W środowe popołudnie lechici przegrali z Błękitnymi Stargard, co odebrane zostało za olbrzymią katastrofę. Okazję do rewanżu poznaniacy będą mieli już w czwartek
– To kompromitacja zarówno dla nas jak i klubu. Jest mi bardzo wstyd, ale mam nadzieję, że w rewanżu odrobimy tę stratę i awansujemy do finału. Nie wyobrażam sobie, aby nas tam nie było – mówił po meczu skrzydłowy Kolejorza. – Prowadziliśmy 1:0, w drugiej połowie stanęliśmy i sami sobie strzeliliśmy trzy bramki. To była beznadziejna gra w naszym wykonaniu. Dostosowaliśmy się do gry Błękitnych, graliśmy długimi podaniami, a na boisku panował straszny chaos.

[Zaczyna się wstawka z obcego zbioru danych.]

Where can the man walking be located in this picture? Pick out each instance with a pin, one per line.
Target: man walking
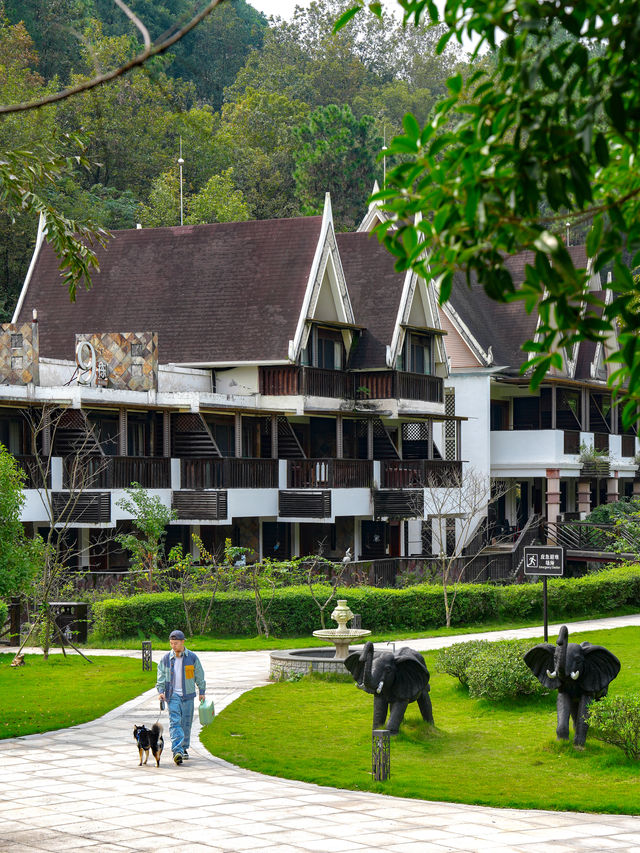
(179, 673)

W poprzedniej rundzie Kolejorz nie miał problemów, by pokonać inny drugoligowy zespół, Znicz Pruszków. Czemu więc tym razem lechitom podwinęła się noga? – Może na drugą połowę wyszliśmy za pewnie. Dużo faulowaliśmy, a oni dobrze wykonywali stałe fragmenty gry. U nas wkradła się nerwowość i nic z tym nie mogliśmy zrobić – przyznaje Pawłowski.
Już jutro lechici zmierzą się w lidze z beniaminkiem z Bełchatowa i będą mieć okazję, by chociaż w małym stopniu się zrehabilitować – Jest wielki wstyd, ale trzeba się pozbierać. W sobotę mamy bardzo ważny mecz. Nie możemy sobie pozwolić na stratę punktów. Każdy jak gra z Lechem, to chce coś udowodnić. Musimy pomóc sobie sami nawzajem.